Note: The Indian power companies compromised by the Robbinhood Ransomware were both using jQuery, a JavaScript library.

 

Armor Security Tips for Combating Ransomware

  • Do Not Leave RDP Servers Open to the Internet—Many threat actors launching ransomware attacks target “open” Remote Desktop Protocol (RDP) servers as their initial entry into a target’s computer network. The hackers scan the Internet for “open” Internet-facing servers running the RDP service. Once discovered, the attackers will attempt to exploit well-known vulnerabilities in unpatched RDP servers or use a brute-force / password-spray attack at the server (whereby they try logging into the server using common or default usernames such as “administrator” along with multiple commonly-used passwords to gain access). Once the threat actors have accessed the vulnerable RDP system, they simply use it as a steppingstone to the main area of the network and proceed to try and install their ransomware onto target machines in addition to encrypting backups and disabling network protections. Of course, it’s not just RDP these attackers exploit.  They also target any service which may grant them access to the core of the network, including JBoss, FTP, etc.

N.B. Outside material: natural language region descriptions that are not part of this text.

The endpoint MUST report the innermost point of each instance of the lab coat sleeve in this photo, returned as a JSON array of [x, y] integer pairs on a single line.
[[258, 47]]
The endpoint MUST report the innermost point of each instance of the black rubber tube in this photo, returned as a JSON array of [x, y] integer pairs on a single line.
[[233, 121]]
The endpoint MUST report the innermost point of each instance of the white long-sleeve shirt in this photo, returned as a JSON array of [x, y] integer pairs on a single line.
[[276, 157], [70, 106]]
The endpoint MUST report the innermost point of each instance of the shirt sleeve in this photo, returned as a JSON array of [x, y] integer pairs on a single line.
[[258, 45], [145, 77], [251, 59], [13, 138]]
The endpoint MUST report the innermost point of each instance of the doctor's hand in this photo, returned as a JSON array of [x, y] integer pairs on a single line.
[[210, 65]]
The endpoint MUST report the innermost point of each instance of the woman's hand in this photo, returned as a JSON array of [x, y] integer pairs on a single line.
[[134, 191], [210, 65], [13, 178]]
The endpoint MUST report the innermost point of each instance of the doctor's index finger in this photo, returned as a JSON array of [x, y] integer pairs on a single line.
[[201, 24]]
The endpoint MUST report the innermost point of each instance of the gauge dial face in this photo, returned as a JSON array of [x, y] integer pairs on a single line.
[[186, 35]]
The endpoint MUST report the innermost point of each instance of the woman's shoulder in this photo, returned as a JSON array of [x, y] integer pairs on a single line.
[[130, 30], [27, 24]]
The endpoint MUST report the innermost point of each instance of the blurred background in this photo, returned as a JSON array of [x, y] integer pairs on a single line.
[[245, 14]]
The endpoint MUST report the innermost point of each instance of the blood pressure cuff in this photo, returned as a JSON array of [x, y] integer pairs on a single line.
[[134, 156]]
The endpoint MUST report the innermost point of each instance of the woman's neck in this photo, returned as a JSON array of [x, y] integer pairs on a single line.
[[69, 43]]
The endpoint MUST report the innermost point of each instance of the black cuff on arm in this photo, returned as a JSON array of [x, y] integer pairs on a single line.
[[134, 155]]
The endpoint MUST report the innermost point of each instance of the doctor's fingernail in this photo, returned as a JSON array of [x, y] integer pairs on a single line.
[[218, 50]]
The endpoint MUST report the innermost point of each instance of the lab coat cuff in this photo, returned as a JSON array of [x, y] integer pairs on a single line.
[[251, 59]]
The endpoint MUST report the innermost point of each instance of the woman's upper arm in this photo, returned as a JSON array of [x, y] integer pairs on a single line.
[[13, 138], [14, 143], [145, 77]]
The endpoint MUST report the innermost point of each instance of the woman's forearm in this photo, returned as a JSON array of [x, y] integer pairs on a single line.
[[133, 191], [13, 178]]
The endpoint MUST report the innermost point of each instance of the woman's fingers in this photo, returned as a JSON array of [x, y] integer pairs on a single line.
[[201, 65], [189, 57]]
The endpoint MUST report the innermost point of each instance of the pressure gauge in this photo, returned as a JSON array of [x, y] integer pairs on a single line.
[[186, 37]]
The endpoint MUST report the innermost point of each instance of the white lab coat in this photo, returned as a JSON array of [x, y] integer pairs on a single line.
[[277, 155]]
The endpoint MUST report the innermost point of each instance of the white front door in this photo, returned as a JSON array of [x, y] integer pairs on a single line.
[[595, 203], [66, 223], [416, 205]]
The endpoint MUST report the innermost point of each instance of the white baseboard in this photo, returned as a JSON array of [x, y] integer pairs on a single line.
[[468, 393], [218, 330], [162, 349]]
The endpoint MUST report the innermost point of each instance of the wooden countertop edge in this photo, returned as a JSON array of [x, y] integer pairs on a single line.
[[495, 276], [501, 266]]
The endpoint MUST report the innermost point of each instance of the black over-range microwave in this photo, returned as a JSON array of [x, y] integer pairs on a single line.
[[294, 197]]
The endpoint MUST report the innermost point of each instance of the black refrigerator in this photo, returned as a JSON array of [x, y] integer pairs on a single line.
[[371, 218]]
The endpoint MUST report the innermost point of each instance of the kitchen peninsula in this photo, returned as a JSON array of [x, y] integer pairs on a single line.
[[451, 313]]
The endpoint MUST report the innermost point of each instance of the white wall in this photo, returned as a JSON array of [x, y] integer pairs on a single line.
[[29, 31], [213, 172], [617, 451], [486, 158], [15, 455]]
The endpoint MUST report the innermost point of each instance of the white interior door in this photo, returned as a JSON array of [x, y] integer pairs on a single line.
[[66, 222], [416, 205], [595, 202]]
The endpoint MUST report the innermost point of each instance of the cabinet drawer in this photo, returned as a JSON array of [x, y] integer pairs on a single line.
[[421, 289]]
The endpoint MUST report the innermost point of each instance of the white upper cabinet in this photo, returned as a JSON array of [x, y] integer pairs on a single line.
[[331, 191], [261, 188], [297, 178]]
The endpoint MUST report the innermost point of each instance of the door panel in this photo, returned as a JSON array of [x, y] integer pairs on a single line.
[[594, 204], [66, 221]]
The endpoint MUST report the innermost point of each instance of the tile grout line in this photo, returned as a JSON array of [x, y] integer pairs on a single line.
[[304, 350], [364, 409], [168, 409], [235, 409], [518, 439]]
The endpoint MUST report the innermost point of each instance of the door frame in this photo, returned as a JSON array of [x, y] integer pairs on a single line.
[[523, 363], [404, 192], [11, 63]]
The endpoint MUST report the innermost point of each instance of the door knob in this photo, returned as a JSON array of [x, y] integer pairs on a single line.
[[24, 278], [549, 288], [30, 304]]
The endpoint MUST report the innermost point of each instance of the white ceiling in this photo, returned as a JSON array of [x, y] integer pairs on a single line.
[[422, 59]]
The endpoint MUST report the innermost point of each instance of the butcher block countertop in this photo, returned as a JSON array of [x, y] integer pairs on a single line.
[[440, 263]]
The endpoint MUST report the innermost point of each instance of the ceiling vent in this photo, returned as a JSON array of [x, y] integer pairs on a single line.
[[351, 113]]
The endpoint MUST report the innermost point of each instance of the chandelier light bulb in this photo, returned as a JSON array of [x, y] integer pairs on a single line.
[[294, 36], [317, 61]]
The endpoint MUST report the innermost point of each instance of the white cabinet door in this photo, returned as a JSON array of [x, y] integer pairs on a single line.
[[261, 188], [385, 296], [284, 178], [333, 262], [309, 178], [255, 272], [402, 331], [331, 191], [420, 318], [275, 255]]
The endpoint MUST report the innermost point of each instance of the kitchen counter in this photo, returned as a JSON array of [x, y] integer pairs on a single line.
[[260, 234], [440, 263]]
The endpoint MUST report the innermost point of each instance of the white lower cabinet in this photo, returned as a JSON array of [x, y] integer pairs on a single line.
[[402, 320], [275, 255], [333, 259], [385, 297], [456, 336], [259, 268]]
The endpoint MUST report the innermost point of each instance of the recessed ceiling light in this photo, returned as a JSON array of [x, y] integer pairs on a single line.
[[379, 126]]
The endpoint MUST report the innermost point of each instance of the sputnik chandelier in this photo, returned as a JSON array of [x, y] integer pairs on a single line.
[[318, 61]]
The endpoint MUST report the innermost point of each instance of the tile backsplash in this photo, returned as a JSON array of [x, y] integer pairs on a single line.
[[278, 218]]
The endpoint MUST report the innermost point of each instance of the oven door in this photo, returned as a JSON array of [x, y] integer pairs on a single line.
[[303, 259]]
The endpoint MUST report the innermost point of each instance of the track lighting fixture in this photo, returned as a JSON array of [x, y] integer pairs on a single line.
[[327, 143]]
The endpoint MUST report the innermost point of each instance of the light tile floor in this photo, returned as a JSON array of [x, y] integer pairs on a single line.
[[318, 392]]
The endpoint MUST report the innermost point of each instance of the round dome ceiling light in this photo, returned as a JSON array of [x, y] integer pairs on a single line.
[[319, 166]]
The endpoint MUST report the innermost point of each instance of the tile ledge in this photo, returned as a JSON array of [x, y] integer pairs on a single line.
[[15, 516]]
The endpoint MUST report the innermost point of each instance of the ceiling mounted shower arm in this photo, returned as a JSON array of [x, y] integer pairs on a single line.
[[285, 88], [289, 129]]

Note:  Why do hackers target servers running RDP?  Many organizations use RDP instead of a VPN for remote access to their work or home machines. Also, many organizations are not aware the RDP service is running on Internet-facing servers. This could be due to a misconfiguration, a critical oversight in security, or it could be started by another service after the server is deployed.

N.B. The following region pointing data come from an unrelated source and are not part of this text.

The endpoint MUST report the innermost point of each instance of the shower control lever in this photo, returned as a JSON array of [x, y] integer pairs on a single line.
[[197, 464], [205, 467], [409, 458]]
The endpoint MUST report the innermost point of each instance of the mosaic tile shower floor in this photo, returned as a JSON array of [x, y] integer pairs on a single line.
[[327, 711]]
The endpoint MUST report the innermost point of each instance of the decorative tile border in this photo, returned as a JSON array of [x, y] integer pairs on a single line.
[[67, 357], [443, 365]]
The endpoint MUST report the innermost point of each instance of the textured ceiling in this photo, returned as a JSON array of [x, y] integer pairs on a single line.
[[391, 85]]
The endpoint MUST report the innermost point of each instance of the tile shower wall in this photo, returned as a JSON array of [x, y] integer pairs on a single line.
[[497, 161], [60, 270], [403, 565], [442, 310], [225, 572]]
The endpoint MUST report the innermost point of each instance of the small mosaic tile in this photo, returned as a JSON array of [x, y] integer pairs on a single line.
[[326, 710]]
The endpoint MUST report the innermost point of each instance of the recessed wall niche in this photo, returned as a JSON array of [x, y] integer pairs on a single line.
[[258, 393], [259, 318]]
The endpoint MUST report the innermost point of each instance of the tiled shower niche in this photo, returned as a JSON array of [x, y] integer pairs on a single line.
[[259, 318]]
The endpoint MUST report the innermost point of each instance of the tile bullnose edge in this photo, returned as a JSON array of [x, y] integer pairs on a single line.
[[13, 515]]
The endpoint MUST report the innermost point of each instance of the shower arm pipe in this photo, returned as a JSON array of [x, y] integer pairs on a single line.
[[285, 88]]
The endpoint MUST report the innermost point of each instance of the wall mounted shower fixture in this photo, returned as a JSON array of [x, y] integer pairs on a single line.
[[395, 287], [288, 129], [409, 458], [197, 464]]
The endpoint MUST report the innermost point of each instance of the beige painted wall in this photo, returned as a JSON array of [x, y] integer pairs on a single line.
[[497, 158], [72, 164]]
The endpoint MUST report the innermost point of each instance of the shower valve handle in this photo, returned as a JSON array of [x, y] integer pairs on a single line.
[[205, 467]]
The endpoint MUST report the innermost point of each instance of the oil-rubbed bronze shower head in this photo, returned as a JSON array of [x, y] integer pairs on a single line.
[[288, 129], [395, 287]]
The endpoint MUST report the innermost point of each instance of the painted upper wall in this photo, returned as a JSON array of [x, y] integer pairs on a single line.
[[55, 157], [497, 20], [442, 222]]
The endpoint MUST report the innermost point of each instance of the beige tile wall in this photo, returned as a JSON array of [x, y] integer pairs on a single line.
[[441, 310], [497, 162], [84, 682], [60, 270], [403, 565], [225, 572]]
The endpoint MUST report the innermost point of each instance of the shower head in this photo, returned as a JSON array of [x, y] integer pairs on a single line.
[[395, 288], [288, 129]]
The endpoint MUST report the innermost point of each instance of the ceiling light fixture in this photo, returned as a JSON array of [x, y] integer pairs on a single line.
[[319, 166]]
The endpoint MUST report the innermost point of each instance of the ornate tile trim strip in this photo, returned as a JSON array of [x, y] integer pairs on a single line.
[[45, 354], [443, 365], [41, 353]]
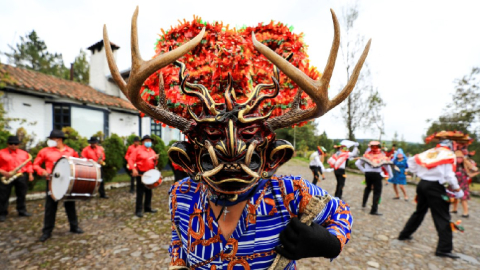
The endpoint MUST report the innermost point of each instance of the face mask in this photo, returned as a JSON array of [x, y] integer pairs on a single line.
[[51, 143]]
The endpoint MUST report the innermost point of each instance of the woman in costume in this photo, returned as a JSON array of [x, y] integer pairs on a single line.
[[399, 175], [233, 212], [316, 164], [462, 178]]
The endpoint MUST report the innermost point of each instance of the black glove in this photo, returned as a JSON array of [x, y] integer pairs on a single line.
[[302, 241]]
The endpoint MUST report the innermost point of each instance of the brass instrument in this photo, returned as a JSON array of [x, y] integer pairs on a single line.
[[15, 174]]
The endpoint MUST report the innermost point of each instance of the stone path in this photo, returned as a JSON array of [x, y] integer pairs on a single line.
[[114, 238]]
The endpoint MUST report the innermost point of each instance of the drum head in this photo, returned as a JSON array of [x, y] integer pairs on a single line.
[[60, 179], [151, 176]]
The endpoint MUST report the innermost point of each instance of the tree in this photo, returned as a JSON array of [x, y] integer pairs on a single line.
[[114, 153], [362, 109], [81, 68], [31, 53]]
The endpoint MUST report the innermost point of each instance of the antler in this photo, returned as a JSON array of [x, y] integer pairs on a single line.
[[141, 70], [317, 90]]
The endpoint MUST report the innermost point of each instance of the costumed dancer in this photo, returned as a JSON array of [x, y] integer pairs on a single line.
[[462, 178], [436, 168], [399, 174], [373, 163], [15, 168], [338, 162], [130, 150], [316, 164], [146, 159], [96, 153], [232, 211], [48, 156]]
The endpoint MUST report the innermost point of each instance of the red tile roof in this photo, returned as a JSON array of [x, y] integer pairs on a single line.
[[36, 81]]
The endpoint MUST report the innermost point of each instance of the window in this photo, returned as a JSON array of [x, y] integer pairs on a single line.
[[61, 116], [156, 128]]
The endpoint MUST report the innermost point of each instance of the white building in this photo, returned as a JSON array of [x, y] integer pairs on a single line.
[[47, 102]]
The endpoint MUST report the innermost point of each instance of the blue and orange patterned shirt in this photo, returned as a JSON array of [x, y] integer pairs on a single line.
[[252, 244]]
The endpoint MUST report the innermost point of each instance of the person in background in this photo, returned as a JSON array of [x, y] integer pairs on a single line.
[[10, 158], [316, 164], [373, 163], [96, 153], [48, 156], [399, 176], [146, 159], [130, 150], [462, 178], [435, 167], [338, 162]]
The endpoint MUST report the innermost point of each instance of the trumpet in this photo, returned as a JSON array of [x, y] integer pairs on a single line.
[[15, 174]]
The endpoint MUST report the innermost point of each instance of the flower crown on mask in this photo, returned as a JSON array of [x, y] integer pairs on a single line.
[[227, 106]]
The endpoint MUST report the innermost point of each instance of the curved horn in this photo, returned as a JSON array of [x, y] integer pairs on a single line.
[[141, 70], [317, 90]]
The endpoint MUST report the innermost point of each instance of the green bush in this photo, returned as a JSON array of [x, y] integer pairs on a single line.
[[159, 147], [114, 156]]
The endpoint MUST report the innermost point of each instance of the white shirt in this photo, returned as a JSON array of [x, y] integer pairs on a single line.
[[442, 173], [365, 167], [354, 153]]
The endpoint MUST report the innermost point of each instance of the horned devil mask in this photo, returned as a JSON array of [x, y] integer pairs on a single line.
[[232, 144]]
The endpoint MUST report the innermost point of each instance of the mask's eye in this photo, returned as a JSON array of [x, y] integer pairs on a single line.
[[213, 133], [248, 133]]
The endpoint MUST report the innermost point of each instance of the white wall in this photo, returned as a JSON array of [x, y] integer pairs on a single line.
[[123, 124], [33, 109]]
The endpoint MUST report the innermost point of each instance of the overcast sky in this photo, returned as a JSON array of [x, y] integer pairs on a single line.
[[418, 47]]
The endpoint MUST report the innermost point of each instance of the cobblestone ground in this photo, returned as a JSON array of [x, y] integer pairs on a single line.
[[114, 238]]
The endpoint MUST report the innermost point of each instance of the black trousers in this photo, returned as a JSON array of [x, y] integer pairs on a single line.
[[101, 188], [340, 175], [141, 190], [21, 188], [317, 172], [430, 195], [373, 179], [51, 213]]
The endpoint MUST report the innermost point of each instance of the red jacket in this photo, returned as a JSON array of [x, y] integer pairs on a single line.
[[9, 160], [144, 158], [93, 154], [50, 155]]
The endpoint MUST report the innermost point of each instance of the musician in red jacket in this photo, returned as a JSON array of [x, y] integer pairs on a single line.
[[96, 153], [48, 156], [130, 150], [146, 159], [11, 158]]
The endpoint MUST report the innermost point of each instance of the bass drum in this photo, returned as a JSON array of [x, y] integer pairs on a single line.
[[74, 179]]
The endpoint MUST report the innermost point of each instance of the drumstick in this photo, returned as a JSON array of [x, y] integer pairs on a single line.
[[314, 207]]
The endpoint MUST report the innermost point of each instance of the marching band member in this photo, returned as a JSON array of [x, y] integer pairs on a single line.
[[11, 158], [130, 150], [338, 162], [96, 153], [316, 164], [435, 167], [146, 159], [48, 156], [371, 164]]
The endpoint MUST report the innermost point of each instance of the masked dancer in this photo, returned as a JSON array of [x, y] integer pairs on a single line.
[[233, 212], [16, 169], [48, 156]]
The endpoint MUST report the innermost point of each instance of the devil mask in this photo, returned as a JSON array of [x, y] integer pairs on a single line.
[[231, 145]]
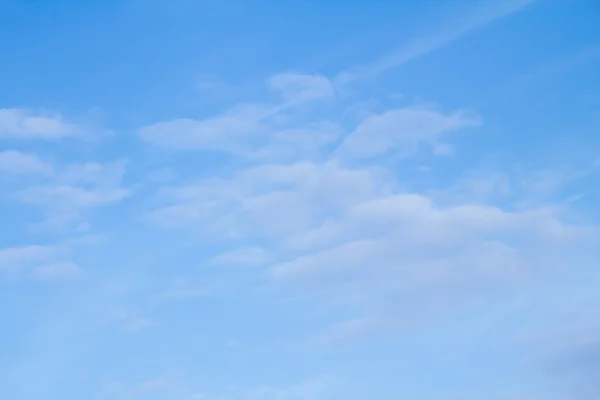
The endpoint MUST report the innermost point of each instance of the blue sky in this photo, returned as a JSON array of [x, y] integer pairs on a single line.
[[305, 200]]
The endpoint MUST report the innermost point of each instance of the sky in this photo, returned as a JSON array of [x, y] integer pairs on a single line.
[[300, 200]]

  • Network Segmentation–Implement network segmentation where possible. Having proper network segmentation can limit the blast radius if you experience a compromise.
  • Employ strong security controls– Use robust, continuously updated anti-malware and active threat mitigation controls across all endpoint devices and application platforms.
  • Keep IT systems and software up to date– Organizations should apply software security patches and updates as soon as possible and often.
  • Perform security awareness training–Employees, continually educated about current and emerging cybersecurity risks, can better identify phishing emails and suspicious behavior. Effective awareness training should invoke active employee engagement and institutionalize the correct response to suspected phishing attempts. With proper foundational and enhancement training, employees can effectively act as cybersecurity monitoring and reporting sensors in a potent line of defense against cyber-attacks.
  • Backup Storage–Users should have back-ups of their data which is air gapped from the Internet.
  • Be smart about passwords: Employees should utilize strong passwords, and NEVER reuse passwords across multiple sites. These passwords should change periodically in accordance with a set policy.
  • ALWAYS utilize multi-factor authentication for access to critical systems: This provides an extra layer of security to prevent unauthorized access.
  • Develop a secure backup strategy: Ensure all critical data, applications, and application platforms are backed up by password-protected backup/redundancy systems.
  • Disable File and Printer Sharing Services, or if these services are required to conduct business, use strong passwords or Active Directory authentication.
  • Restrict User Permissions to install and run unwanted software or applications or extensions
  • Use caution when opening any attachment even if the sender is known and the file is expected. Watch for unusual or multiple file extensions such as .pdf.exe
  • Monitor users’ web browsing habits and restrict access to unfavorable content
  • Exercise caution when using removable media such as thumb drives, external drives and CD/DVDs
  • Remain situationally aware of the latest cyber threats and trends.